Елизар Елизарович, развалившись на черном стуле с высокой спинкой, потешался:
– Ну, чем не спектакль, Гришуха? Из ума выжили, в «могилевскую» пора бы, а про любовь, про любовь щебечут. Небось не покажут, где запрятали куш в сто тысяч! Эх, не я Иннокентий. Я бы их год, два держал на редьке, а все-таки добился бы.
Хозяйка пожаловалась, что старики окончательно измучили ее и что ради них она должна держать лишнюю горничную: «И хоть бы прониклись уважением. Как же, дождешься! Кошмар просто».
– Они совсем глухие? – спросил Григорий.
– Что не надо, то слышут. – Так и сидят дома?
– Да что вы! Если бы вы знали, какой у них распорядочек. Как утро – прихорашиваются, чай пьют и на гуляние отправляются. До обеда не жди. Уйдут на Татарский остров, в бор, к саду доктора Гривы и там наслаждаются природой. Явятся к обеду, а после обеда – за чтение. Сам он историю России по Соловьеву изучает и все что-то выписывает в тетрадки; она перечитала все старинные журналы от Пушкина и до теперешней «Нивы». Ну, а потом ужин. А после ужина… любовь и ревность.
– Любовь и ревность? – не поверил Григорий.
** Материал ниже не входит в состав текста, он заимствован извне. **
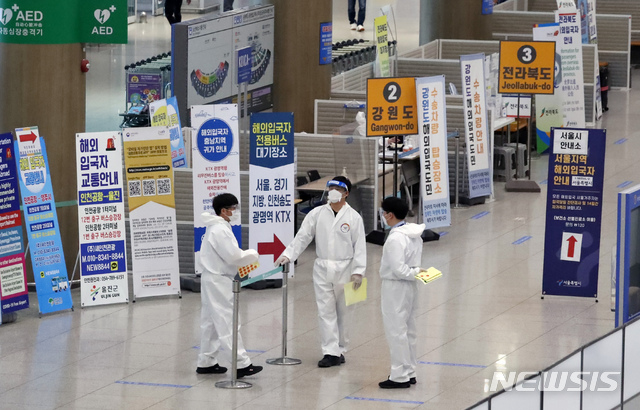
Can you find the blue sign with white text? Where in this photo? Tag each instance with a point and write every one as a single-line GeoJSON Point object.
{"type": "Point", "coordinates": [43, 233]}
{"type": "Point", "coordinates": [574, 212]}
{"type": "Point", "coordinates": [326, 30]}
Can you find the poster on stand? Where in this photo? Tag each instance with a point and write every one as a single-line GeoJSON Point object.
{"type": "Point", "coordinates": [216, 163]}
{"type": "Point", "coordinates": [165, 113]}
{"type": "Point", "coordinates": [569, 75]}
{"type": "Point", "coordinates": [574, 212]}
{"type": "Point", "coordinates": [476, 125]}
{"type": "Point", "coordinates": [152, 212]}
{"type": "Point", "coordinates": [271, 187]}
{"type": "Point", "coordinates": [101, 225]}
{"type": "Point", "coordinates": [41, 218]}
{"type": "Point", "coordinates": [434, 160]}
{"type": "Point", "coordinates": [548, 106]}
{"type": "Point", "coordinates": [13, 277]}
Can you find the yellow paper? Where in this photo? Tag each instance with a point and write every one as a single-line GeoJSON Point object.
{"type": "Point", "coordinates": [429, 275]}
{"type": "Point", "coordinates": [354, 296]}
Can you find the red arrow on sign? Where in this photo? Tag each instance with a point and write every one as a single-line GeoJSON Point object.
{"type": "Point", "coordinates": [274, 248]}
{"type": "Point", "coordinates": [28, 137]}
{"type": "Point", "coordinates": [572, 246]}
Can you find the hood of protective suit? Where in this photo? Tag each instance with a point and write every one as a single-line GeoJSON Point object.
{"type": "Point", "coordinates": [411, 230]}
{"type": "Point", "coordinates": [211, 219]}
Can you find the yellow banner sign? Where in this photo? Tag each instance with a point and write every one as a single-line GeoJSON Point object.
{"type": "Point", "coordinates": [526, 67]}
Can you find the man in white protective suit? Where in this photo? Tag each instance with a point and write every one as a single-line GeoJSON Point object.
{"type": "Point", "coordinates": [401, 259]}
{"type": "Point", "coordinates": [341, 258]}
{"type": "Point", "coordinates": [220, 257]}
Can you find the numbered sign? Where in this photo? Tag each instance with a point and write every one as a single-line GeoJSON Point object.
{"type": "Point", "coordinates": [526, 67]}
{"type": "Point", "coordinates": [391, 107]}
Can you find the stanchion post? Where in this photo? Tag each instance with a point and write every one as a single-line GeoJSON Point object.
{"type": "Point", "coordinates": [284, 360]}
{"type": "Point", "coordinates": [234, 383]}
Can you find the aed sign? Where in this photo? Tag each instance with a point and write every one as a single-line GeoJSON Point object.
{"type": "Point", "coordinates": [526, 67]}
{"type": "Point", "coordinates": [391, 107]}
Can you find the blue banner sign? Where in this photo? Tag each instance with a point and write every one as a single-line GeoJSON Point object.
{"type": "Point", "coordinates": [13, 280]}
{"type": "Point", "coordinates": [43, 233]}
{"type": "Point", "coordinates": [574, 211]}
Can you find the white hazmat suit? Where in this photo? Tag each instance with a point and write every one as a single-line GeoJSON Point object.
{"type": "Point", "coordinates": [341, 252]}
{"type": "Point", "coordinates": [401, 258]}
{"type": "Point", "coordinates": [220, 257]}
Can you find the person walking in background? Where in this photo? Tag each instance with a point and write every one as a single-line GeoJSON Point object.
{"type": "Point", "coordinates": [357, 24]}
{"type": "Point", "coordinates": [172, 10]}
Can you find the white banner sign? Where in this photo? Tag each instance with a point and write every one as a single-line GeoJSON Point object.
{"type": "Point", "coordinates": [434, 164]}
{"type": "Point", "coordinates": [152, 211]}
{"type": "Point", "coordinates": [271, 187]}
{"type": "Point", "coordinates": [216, 163]}
{"type": "Point", "coordinates": [569, 77]}
{"type": "Point", "coordinates": [101, 229]}
{"type": "Point", "coordinates": [476, 124]}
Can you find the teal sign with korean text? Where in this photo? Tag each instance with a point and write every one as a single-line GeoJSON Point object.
{"type": "Point", "coordinates": [71, 21]}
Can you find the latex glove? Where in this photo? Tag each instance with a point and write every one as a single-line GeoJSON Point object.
{"type": "Point", "coordinates": [357, 281]}
{"type": "Point", "coordinates": [281, 261]}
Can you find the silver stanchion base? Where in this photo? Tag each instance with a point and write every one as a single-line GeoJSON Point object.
{"type": "Point", "coordinates": [285, 361]}
{"type": "Point", "coordinates": [230, 384]}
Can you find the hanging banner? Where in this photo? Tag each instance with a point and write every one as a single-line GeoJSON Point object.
{"type": "Point", "coordinates": [476, 125]}
{"type": "Point", "coordinates": [574, 212]}
{"type": "Point", "coordinates": [570, 76]}
{"type": "Point", "coordinates": [101, 226]}
{"type": "Point", "coordinates": [434, 160]}
{"type": "Point", "coordinates": [271, 187]}
{"type": "Point", "coordinates": [152, 212]}
{"type": "Point", "coordinates": [75, 21]}
{"type": "Point", "coordinates": [13, 277]}
{"type": "Point", "coordinates": [165, 113]}
{"type": "Point", "coordinates": [548, 106]}
{"type": "Point", "coordinates": [43, 231]}
{"type": "Point", "coordinates": [382, 46]}
{"type": "Point", "coordinates": [216, 163]}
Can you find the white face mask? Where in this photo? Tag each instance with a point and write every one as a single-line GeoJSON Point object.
{"type": "Point", "coordinates": [334, 196]}
{"type": "Point", "coordinates": [235, 216]}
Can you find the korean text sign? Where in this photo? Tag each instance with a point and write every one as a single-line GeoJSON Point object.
{"type": "Point", "coordinates": [391, 107]}
{"type": "Point", "coordinates": [43, 231]}
{"type": "Point", "coordinates": [101, 225]}
{"type": "Point", "coordinates": [574, 211]}
{"type": "Point", "coordinates": [216, 163]}
{"type": "Point", "coordinates": [13, 279]}
{"type": "Point", "coordinates": [526, 67]}
{"type": "Point", "coordinates": [271, 185]}
{"type": "Point", "coordinates": [476, 125]}
{"type": "Point", "coordinates": [152, 211]}
{"type": "Point", "coordinates": [434, 161]}
{"type": "Point", "coordinates": [71, 21]}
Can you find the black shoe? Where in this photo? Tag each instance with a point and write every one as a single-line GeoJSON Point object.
{"type": "Point", "coordinates": [249, 371]}
{"type": "Point", "coordinates": [328, 361]}
{"type": "Point", "coordinates": [216, 369]}
{"type": "Point", "coordinates": [390, 384]}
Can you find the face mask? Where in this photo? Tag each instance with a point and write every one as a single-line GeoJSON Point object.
{"type": "Point", "coordinates": [334, 196]}
{"type": "Point", "coordinates": [235, 216]}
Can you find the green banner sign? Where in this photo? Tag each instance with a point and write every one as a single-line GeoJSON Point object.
{"type": "Point", "coordinates": [69, 21]}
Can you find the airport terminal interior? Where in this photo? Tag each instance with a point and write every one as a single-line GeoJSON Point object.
{"type": "Point", "coordinates": [485, 315]}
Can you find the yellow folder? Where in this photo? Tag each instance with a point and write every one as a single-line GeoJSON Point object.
{"type": "Point", "coordinates": [429, 275]}
{"type": "Point", "coordinates": [354, 296]}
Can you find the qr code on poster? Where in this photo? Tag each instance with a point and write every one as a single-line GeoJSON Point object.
{"type": "Point", "coordinates": [134, 188]}
{"type": "Point", "coordinates": [164, 186]}
{"type": "Point", "coordinates": [149, 187]}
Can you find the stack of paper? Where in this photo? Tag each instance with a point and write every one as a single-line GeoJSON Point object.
{"type": "Point", "coordinates": [428, 275]}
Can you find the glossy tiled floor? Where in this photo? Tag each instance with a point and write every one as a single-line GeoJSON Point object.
{"type": "Point", "coordinates": [485, 315]}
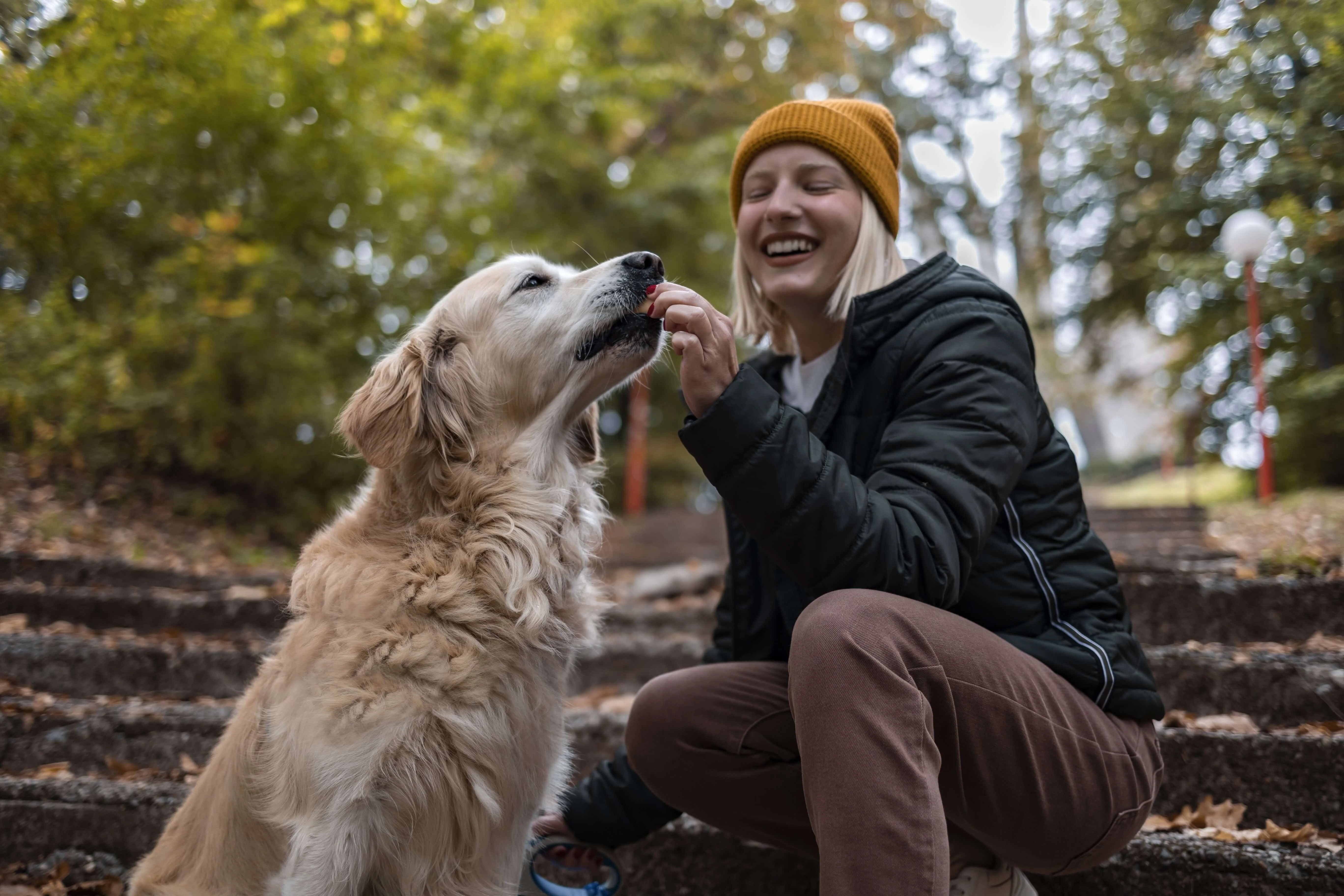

– Поживите недельку, узнаете. Или вот с ней, ради интереса, полюбезничайте, а потом послушайте, как они в своей комнате будут ссориться, а потом, простите за выражение, целоваться.
– Вот она какова, любовь-то, Григорий. Чуешь, а? – подмигнул Елизар Елизарович. – Э, а ты что же, Дарья? Притихла, как мышь под кладью, и лапки на стол.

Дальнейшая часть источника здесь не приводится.